- Other names: Cardiocranial syndrome Craniostenosis, sagittal, with congenital heart disease, mental deficiency, and mandibular ankylosis Pfeiffer Singer Zschiesche syndrome

= Cardiocranial syndrome, Pfeiffer type =

Cardiocranial syndrome, Pfeiffer type is a rare multiple disorder syndrome characterized by congenital heart defects, sagittal craniosynostosis, and severe developmental delay.
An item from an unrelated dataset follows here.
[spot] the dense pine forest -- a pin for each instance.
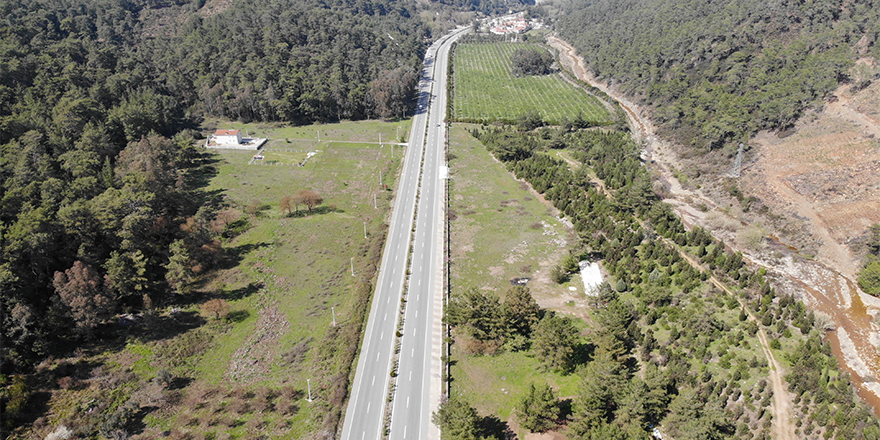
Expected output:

The condition has been reported in less than 10 patients worldwide.

== Signs and symptoms ==
Features of this condition include:
- Abnormal heart morphology
- Abnormality of cardiovascular system morphology
- Aplasia uvulae
- Cleft palate
- Cryptorchidism
- Hypertelorism
- Low-set, dysplastic ears
- Micropenis
- Micrognathia (or retrognathia)
- Sagittal craniosynostosis
- Strabismus
- Trismus
- Intellectual disability
- Abnormal tracheobronchial morphology
- Growth delay
Symptoms also reported include large joint contractures, syndactyly, rib anomalies and hypoplastic kidneys; a few cases did not show cardiac anomalies.

== Causes ==
The condition is genetic but its origins are unclear. The condition has been seen in brother-sister sibling pairs, suggesting autosomal recessive inheritance, however autosomal dominant inheritance and submicroscopic deletions (not inherited) have been suggested.